Qu’on se rassure : il ne s’agit pas non plus d’un film expérimental. Il y a bien une intrigue, des baisers, des rebondissements, des personnages qui, forcément, évoluent. Rendons hommage en particulier à l’actrice Hiam Abbas, plus que convaincante : magnifique veuve, incarnation même de l’idée de dignité.

Mais l’intelligence réelle du film, répétons-le, c’est de s’obstiner à regarder ce qui se passe à l’endroit précis où les “plaques” palestinienne et israélienne viennent buter. On s’intéresse à ce voisinage douloureux, non pas d’un point de vue moral éthéré, mais d’un point de vue pratique et concret : quand une veuve qui n’a pour richesse qu’un verger voisine avec un dignitaire israélien dont il faut assurer la sécurité.

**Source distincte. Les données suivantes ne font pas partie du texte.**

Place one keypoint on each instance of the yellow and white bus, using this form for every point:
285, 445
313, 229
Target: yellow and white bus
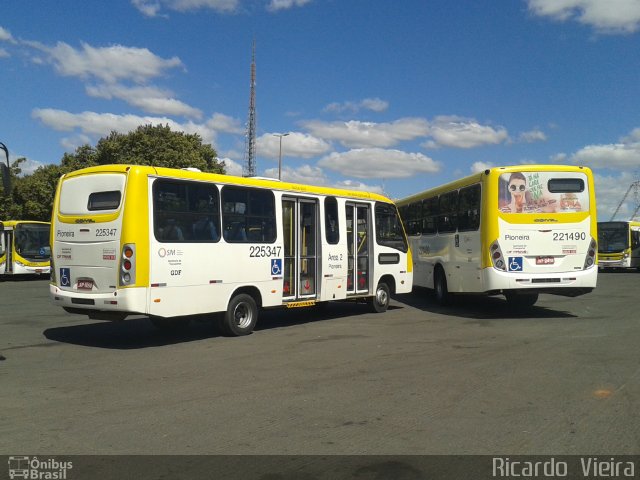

Le film montre alors très justement l’entreprenant peuple israélien, à la socialité joyeuse et conquérante, bâtisseuse et buldozer, socialité débridée si l’on peut encore dire en France… et le peuple palestinien figé dans ses blessures et ses interdits, muré (à la fin au sens propre) dans sa douleur et ses contradictions (on pense au roman d’El Aswany, l’Immeuble Yacoubian qui a dû inspirer les auteurs quant à la peinture des palestiniens) .

Qu’il y ait de part et d’autre, des gens de bonne volonté (telle l’épouse du ministre, qui voudrait être une bonne voisine comme on est une bonne copine) ne change rien à cette logique d’affrontement, et à son résultat final : un mur de béton entre les deux propriétés, entre les deux légitimités.

Je craignais, parce que je suis moi-même engagé dans ces questions, trouver ici un film palestinien ou tiers-mondiste. Il n’en est rien. Je dirais même que c’est un film, sinon sioniste, du moins juif, et cela, à ce qui peut apparaître pour un détail mais se révèle proprement lévinassien, non dans une morale proposée, mais dans un constat… disons “aplani” jusqu’à l’aridité :

La Loi et les juges convoqués évitent certes le pire, mais ils ne consolent de rien.